Azulejos, ladrilhos, vitrais, argamassas, balaústres e metais integrados em edifícios históricos. Obras artísticas de vários estilos e materiais. Artefatos arqueológicos. A representação física da história do Pará e da Amazônia pode ser encontrada em diversos bens culturais, que se não forem conservados ou restaurados adequadamente, podem ser perdidos. Formar pessoal qualificado para conservar e restaurar o patrimônio cultural móvel e de bens integrados nas edificações é o objetivo do novo curso de bacharelado da Universidade Federal do Pará (UFPA).
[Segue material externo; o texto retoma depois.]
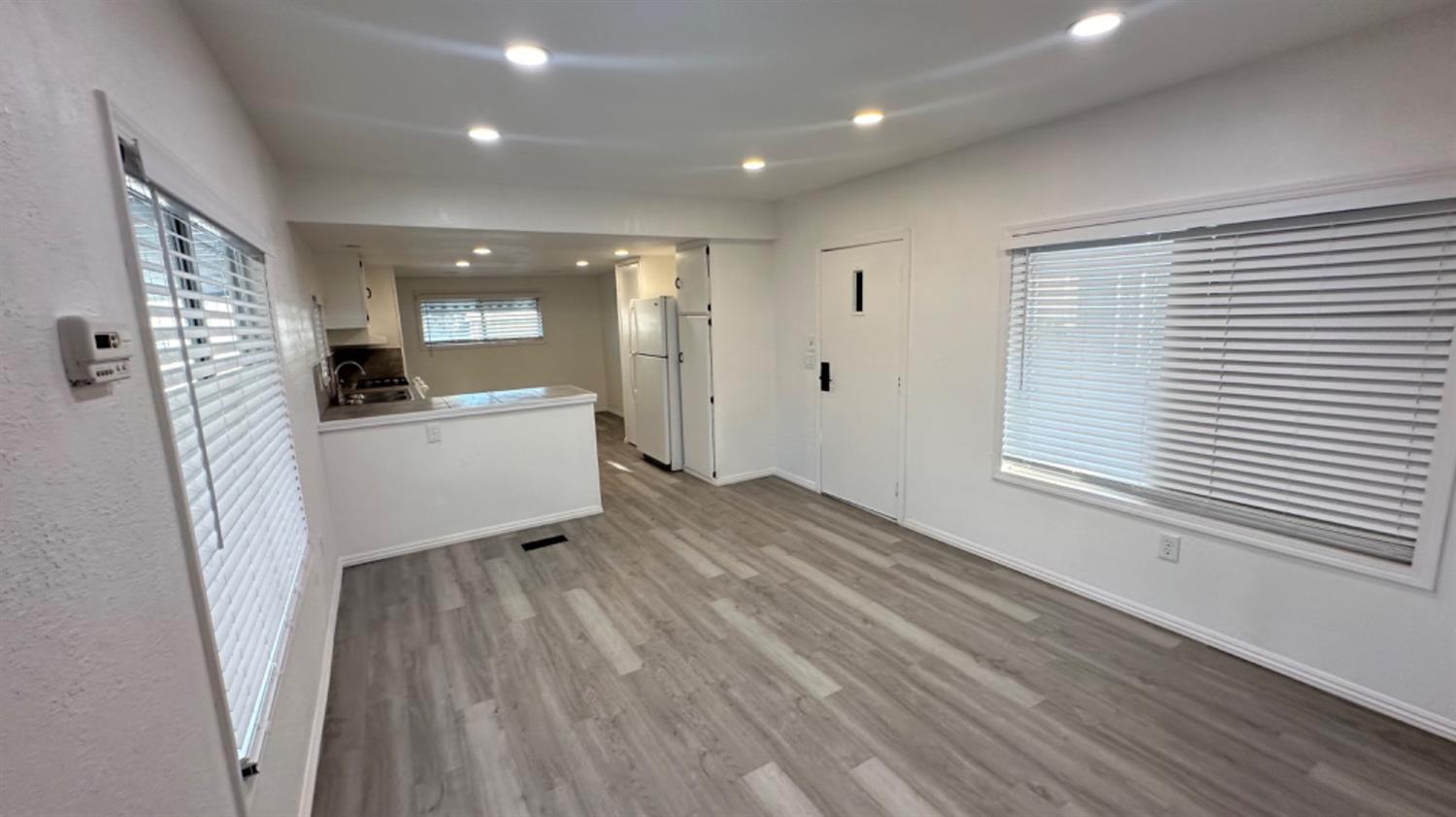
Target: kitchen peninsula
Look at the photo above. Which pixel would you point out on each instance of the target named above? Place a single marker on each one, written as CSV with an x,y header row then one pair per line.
x,y
427,473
Apesar de existir alguns cursos de graduação e pós-graduação, a formação na área de conservação e restauro, especialmente em nível de graduação, ainda é rara no Brasil. O novo curso de bacharelado da UFPA será o primeiro da Amazônia e o quarto criado no Brasil nas Universidades Federais. Atualmente ele existe apenas na Federal do Rio de Janeiro (UFRJ), na de Minas Gerais (UFMG) e na de Pelotas (UFPel).

Interdisciplinar - E o profissional Conservador e Restaurador é, justamente, quem lida com os bens culturais móveis e os integrados, de modo a exercer intervenções que os conservem e os restaurem, preservando-os. “A prerrogativa de intervir diretamente no bem móvel e no integrado não está presente em outros cursos que trabalham questões específicas de uma determinada atribuição do profissional do patrimônio”, detalha a professora da UFPA, Thais Sanjad, que, junto com as pesquisadoras Roseane Norat e Flávia Palácios, compõe a equipe responsável pelo projeto do novo curso.
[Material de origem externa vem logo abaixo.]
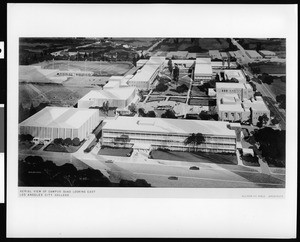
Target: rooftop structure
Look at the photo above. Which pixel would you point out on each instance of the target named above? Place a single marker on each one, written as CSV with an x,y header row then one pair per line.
x,y
253,54
60,122
237,74
267,53
203,71
116,97
215,54
169,133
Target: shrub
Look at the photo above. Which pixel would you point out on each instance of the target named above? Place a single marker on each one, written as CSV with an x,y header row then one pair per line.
x,y
76,141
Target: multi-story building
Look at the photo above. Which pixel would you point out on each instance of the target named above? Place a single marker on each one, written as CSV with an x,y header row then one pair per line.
x,y
59,122
243,90
168,133
253,54
257,108
203,71
116,97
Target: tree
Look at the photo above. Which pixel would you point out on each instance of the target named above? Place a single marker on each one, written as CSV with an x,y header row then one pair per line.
x,y
151,114
271,143
168,114
176,73
132,108
262,120
58,141
67,142
141,112
170,66
76,141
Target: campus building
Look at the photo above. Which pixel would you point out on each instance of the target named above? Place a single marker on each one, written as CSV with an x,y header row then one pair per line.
x,y
116,97
257,108
203,71
168,133
253,54
60,122
243,90
267,54
230,109
147,74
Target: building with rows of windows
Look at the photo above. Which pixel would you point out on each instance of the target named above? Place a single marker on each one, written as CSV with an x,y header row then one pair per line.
x,y
60,122
168,133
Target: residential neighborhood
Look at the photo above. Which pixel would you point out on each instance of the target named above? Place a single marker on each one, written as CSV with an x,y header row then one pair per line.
x,y
152,112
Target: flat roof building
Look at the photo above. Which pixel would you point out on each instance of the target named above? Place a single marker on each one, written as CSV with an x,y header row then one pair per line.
x,y
236,74
243,90
203,71
267,54
116,97
60,122
169,133
215,54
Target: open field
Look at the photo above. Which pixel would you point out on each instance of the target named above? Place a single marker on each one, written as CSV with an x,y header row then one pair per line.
x,y
57,95
98,67
200,45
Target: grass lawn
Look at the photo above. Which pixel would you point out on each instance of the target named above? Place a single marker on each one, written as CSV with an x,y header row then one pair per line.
x,y
195,157
115,151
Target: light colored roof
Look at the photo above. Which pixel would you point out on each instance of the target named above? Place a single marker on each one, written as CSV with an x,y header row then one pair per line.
x,y
267,52
60,117
110,94
203,66
224,54
253,53
144,74
172,126
230,85
237,107
237,74
215,54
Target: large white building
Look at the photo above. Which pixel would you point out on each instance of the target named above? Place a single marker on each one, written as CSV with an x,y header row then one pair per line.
x,y
116,97
243,90
147,74
203,71
253,54
60,122
168,133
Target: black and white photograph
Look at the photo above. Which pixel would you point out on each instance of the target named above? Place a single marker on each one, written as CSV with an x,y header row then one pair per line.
x,y
152,112
151,120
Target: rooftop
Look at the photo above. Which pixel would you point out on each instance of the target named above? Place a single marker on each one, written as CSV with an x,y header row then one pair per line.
x,y
115,93
144,74
59,117
160,125
253,53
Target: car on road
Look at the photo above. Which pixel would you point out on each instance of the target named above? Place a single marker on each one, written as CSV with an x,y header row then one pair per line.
x,y
194,168
173,178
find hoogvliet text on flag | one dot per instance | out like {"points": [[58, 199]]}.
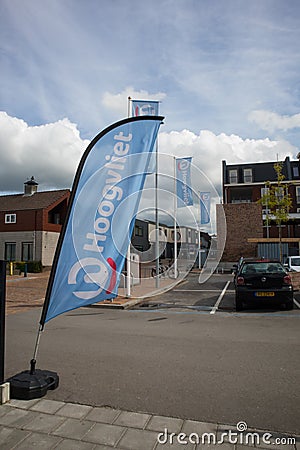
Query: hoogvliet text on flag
{"points": [[92, 246]]}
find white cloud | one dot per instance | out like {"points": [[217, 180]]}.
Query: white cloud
{"points": [[271, 122], [117, 102], [50, 152]]}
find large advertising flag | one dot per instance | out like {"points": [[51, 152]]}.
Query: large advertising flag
{"points": [[183, 182], [205, 207], [144, 108], [106, 192]]}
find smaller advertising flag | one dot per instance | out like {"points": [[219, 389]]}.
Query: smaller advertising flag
{"points": [[205, 207], [183, 182], [144, 108]]}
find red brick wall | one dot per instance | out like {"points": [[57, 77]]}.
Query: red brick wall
{"points": [[243, 221]]}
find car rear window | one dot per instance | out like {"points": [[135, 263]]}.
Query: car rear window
{"points": [[262, 267]]}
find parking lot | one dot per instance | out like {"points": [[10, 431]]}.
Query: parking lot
{"points": [[215, 296], [187, 354]]}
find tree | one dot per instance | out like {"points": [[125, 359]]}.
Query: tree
{"points": [[277, 202]]}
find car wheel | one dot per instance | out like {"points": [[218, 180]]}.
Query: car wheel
{"points": [[289, 305], [238, 304]]}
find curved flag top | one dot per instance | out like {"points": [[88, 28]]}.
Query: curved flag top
{"points": [[91, 250]]}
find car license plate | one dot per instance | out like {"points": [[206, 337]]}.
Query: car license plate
{"points": [[264, 294]]}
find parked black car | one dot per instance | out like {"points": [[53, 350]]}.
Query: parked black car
{"points": [[262, 281]]}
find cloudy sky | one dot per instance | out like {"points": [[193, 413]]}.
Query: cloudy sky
{"points": [[227, 74]]}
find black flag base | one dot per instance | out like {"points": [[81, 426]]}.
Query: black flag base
{"points": [[33, 383]]}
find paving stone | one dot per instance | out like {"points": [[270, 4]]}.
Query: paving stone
{"points": [[73, 428], [23, 404], [224, 446], [39, 441], [4, 409], [17, 417], [44, 423], [138, 439], [71, 444], [104, 415], [177, 446], [133, 420], [74, 411], [10, 437], [104, 434], [47, 406], [159, 423]]}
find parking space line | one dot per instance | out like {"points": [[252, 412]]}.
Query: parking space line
{"points": [[296, 303], [213, 311], [196, 290]]}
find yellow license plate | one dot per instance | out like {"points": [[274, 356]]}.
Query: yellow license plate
{"points": [[264, 294]]}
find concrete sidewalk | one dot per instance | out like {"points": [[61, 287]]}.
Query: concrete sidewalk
{"points": [[48, 424]]}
Restaurar não é tarefa fácil. “A intervenção restaurativa precisa de um conhecimento multidisciplinar, que envolva as áreas das humanidades e das ciências exatas e da terra, da vida e tecnológicas. É esse conjunto de conhecimentos aplicados que vai habilitar o profissional restaurador a intervir no bem cultual móvel e no integrado, ou seja, nos mais variados objetos que precisam ser conservados para as futuras gerações”, apontam as pesquisadoras.

Conhecimento além da sala de aula - O curso de bacharelado em Conservação e Restauro deverá ser matutino, ofertará cerca de 30 vagas e terá duração de quatro anos. A sede da nova graduação será o prédio do antigo Convento dos Mercedários, recentemente cedido à UFPA, mas as atividades do curso serão levadas para fora da sala de aula.

“O curso será multidisciplinar, pois precisamos de vários conhecimentos para a análise teórica, crítica e tecnológica do que, quando e como conservar e/ou restaurar. A graduação terá o prédio dos Mercedários como sede, mas estaremos em pleno Centro Histórico de Belém, espaço ideal para conhecer diversos bens culturais móveis e integrados presentes nas edificações e praças, e também nos museus que estão por lá, assim como seus problemas de conservação. Vamos dar aulas pelo centro histórico e também em locais estratégicos para o aprendizado do aluno”, adianta a pesquisadora do Laboratório de Conservação, Restauração e Reabilitação (Lacore).

Também haverá atividades de campo que devem levar os estudantes a outras regiões e a conhecer mais alguns bens culturais de determinadas comunidades e os problemas que envolvem a conservação desses bens.

Preservação de bens culturais na Amazônia - Preservar o patrimônio da Amazônia e suas especificidades é a principal justificativa para a criação do novo curso. “É pela quantidade, variedade e qualidade de bens culturais que temos e suas especificidades, que são extremamente vulneráveis às transformações que sofrem, muitas vezes sem pessoal qualificado envolvido, que precisamos deste profissional. Vamos formá-lo com o perfil voltado para a nossa realidade amazônica, com base em estudos específicos sobre nossos bens culturais e no desenvolvimento de tecnologias adequadas aos nossos desafios que são muitos e, em alguns casos, únicos”, afirma Thais Sanjad.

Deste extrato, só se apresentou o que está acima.